かげぐち

落下の解剖学のかげぐちのレビュー・感想・評価

落下の解剖学(2023年製作の映画)
4.4
最後の決闘裁判と類似したテーマを感じた。
脚本がとにかく素晴らしいが、画も緊張感がありスリリング。運転のシーンなど本筋と関係のない部分でちょこちょこ冷や汗がでる、いじわるで巧みな作り。

“解剖学”という題がシンプルで皮肉っぽくて良い。
すべて客観的に・科学的に一つの答えを導くには限界がある場合でも人の手によって物事を裁かねばならない社会で、
もっともらしい形式をとって感情や人格までも“解剖”しようとする姿勢は醜いが、一生懸命で美しさすら感じる。
解剖という行為はとてつもなくグロくて、これがこの作品の面白さにつながる。夫婦喧嘩のリアルなグロさ、アリ・アスター作品を一緒にみちゃってもヘーキなカップルもびっくりするかも!

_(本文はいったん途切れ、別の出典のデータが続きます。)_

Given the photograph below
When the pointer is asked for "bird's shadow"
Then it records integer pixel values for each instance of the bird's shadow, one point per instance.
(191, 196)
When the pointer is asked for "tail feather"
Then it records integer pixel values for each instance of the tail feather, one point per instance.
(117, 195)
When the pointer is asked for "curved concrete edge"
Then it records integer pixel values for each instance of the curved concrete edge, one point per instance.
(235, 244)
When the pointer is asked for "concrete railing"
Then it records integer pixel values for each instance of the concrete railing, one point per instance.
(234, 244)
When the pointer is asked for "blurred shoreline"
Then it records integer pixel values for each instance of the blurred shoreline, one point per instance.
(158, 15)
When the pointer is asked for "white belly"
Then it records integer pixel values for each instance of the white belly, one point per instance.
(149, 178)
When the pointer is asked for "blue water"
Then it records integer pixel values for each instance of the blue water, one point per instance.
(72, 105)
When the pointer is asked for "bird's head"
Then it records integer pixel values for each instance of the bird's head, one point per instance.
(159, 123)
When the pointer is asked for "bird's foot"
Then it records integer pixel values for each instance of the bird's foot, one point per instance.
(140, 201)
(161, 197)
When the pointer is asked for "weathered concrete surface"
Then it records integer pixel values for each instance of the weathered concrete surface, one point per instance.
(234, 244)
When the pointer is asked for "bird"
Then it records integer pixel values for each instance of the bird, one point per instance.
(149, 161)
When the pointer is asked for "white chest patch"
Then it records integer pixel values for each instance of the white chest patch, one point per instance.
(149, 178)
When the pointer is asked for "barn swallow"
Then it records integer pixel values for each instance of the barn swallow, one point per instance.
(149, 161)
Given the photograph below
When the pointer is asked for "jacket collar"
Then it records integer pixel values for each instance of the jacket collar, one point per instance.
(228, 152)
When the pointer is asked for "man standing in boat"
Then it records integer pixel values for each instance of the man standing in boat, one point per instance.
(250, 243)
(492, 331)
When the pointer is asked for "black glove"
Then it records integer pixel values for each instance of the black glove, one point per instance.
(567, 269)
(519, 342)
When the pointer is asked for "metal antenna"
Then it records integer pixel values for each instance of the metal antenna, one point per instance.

真実の定義に気づいた息子は自分の中でまず“解剖”を限界まで試みて真実を“決める”。
事実ではないかもしれないが真実ではある。彼の話すエピソードは創作の可能性もあるが、検察サイドが主人公の小説作品の内容まで審議に持ち出していたことを考えると、このエピソードが事実であるかどうかは重要ではないのかもしれない、などと色々考えた。仮に創作だとしても嘘ではないてきなロジック

ラスト近辺のとある重要な気付き(夫は犬系)は裁判シーンとは離れた視点で描かれ、
主人公サイドと観客だけに与えられた、愛についての判断材料になる。これらの材料をもって、我々も真実を決める。そのもどかしさが最高の余音になっていた。